Key Points
- In patients with severe aortic stenosis undergoing TAVI and high baseline myocardial fibrosis, anti-fibrotic therapy improved regression of myocardial fibrosis compared with TAVI alone.
- The primary hierarchical endpoint was not met in the intention-to-treat analysis but was significant in the as-treated population.
- Anti-fibrotic therapy significantly improved quality of life, with consistent trends toward reduced cardiac hospitalizations.
- The intervention was safe, though associated with expected changes in renal function and potassium levels.
Myocardial fibrosis is a key driver of adverse cardiac remodeling and heart failure progression in patients with severe aortic stenosis (AS), and its persistence after transcatheter aortic valve implantation (TAVI) has been associated with worse outcomes. However, whether targeted anti-fibrotic therapy can reverse myocardial fibrosis and improve clinical outcomes after TAVI has remained uncertain.
During an Investigative Horizons session at the American College of Cardiology 2026, Dr. Miriam Puls of the University Medical Center Göttingen, Germany, presented results from the Reduce-MFA DZHK25 trial evaluating anti-fibrotic therapy in patients with AS and high myocardial fibrotic burden following TAVI.
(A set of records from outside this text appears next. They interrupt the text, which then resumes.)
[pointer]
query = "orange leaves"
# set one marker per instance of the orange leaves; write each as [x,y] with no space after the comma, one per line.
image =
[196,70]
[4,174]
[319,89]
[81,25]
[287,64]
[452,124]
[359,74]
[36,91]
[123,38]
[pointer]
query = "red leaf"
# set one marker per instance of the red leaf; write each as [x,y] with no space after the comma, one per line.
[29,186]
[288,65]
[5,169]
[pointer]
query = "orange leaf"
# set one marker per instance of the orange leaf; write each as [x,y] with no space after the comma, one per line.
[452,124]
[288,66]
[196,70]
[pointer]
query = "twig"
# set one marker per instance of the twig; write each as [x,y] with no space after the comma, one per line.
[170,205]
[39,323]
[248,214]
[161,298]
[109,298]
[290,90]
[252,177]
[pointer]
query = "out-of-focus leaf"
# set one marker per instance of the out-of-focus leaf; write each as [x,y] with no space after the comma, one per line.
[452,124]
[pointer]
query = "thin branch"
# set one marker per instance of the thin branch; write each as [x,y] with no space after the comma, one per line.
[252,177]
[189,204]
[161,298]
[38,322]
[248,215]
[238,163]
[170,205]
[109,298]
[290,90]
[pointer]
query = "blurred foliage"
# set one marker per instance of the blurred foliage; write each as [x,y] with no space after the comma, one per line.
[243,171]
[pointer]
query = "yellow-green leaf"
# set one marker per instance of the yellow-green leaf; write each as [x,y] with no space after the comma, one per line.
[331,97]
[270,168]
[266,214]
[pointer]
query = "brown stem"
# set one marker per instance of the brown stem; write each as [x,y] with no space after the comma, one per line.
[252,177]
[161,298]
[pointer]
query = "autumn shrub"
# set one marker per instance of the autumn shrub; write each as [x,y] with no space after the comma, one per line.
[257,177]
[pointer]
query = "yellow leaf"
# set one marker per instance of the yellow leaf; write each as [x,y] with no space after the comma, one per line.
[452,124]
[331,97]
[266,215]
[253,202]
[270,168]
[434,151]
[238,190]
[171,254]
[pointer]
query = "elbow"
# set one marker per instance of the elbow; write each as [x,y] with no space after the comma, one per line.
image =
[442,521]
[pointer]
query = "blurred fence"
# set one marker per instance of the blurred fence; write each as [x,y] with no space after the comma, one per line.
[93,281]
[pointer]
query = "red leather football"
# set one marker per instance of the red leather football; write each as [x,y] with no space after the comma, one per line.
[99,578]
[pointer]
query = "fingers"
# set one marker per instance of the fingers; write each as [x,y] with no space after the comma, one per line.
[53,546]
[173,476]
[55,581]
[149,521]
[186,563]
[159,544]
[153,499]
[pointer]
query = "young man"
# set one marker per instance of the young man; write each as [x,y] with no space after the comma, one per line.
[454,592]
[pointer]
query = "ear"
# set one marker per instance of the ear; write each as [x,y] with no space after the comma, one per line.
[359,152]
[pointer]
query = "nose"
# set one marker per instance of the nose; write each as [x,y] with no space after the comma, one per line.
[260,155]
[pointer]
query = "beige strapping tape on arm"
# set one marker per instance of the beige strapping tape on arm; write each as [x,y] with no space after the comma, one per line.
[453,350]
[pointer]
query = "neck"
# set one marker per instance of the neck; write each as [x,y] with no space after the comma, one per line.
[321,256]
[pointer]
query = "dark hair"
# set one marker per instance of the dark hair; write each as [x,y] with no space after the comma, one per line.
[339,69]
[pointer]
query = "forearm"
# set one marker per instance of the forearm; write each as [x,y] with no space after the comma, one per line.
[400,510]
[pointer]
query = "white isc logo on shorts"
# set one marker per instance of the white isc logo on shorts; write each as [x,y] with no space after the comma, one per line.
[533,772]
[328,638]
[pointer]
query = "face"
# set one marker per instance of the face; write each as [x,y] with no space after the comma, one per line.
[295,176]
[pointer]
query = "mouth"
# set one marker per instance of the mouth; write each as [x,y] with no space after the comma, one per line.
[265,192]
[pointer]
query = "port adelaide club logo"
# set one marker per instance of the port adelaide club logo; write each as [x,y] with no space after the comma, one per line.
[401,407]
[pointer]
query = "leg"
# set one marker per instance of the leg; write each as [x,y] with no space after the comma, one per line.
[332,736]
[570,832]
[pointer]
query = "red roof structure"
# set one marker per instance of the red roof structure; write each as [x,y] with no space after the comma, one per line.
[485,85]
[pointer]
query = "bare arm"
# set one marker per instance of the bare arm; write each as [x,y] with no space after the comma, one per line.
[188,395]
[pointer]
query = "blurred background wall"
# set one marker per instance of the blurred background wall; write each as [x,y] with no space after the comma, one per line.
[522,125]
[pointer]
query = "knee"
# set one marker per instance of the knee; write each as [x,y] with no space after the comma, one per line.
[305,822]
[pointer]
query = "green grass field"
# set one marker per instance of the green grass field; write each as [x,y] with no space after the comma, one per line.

Reduce-MFA (NCT05230901) was an investigator-initiated, multicenter, randomized controlled trial enrolling patients aged >60 years with severe symptomatic AS undergoing TAVI and elevated myocardial fibrosis, defined by extracellular volume (ECV ≥25.9%) on cardiac MRI. Participants were randomized to TAVI alone (control) or TAVI plus anti-fibrotic therapy consisting of spironolactone alone or spironolactone in combination with dihydralazine for 12 months. The primary endpoint was a hierarchical composite of all-cause mortality and reduction in left ventricular (LV) matrix volume (a surrogate for diffuse myocardial fibrosis) at 12 months.
In the modified intention-to-treat (mITT) population, the primary endpoint was not significantly different between groups (win ratio 1.40; 95% CI 0.86–2.26; p=0.18). However, in the as-treated population, the primary endpoint reached statistical significance (win ratio 1.64; 95% CI 1.01–2.67; p=0.047), suggesting a treatment effect among patients adherent to therapy. Quantitatively, regression of myocardial fibrosis was greater in the treatment group, with LV matrix volume reductions of approximately −14.9% (mITT) and −15.8% (as-treated) compared with −4.0% and −2.6%, respectively, in the control arm.
While cardiovascular mortality did not differ significantly between groups (HR ~0.90; p=0.87), and reductions in cardiac hospitalizations did not reach statistical significance, there was a consistent potential signal toward benefit. Importantly, anti-fibrotic therapy resulted in significant improvements in quality of life, with KCCQ overall summary scores improving by +18.1 points vs. +5.4 points in controls (p=0.02).
Similarly, the secondary hierarchical clinical benefit endpoint, which included cardiovascular mortality, hospitalizations, quality of life, and functional capacity, was not significant in mITT but reached significance in the as-treated population (win ratio 1.60; p=0.03). Subgroup analyses suggested that patients with more advanced disease (NYHA class III) and women may derive greater benefit from anti-fibrotic therapy. The therapy was generally safe. There were no significant differences in systolic blood pressure, though expected changes were observed in renal function (decline in eGFR) and potassium levels (increase), consistent with mineralocorticoid receptor antagonist use.
“These findings suggest that anti-fibrotic therapy may represent a promising strategy to reverse myocardial remodeling and improve patient-centered outcomes after TAVI,” the investigators concluded, emphasizing the need for larger trials to confirm clinical benefit.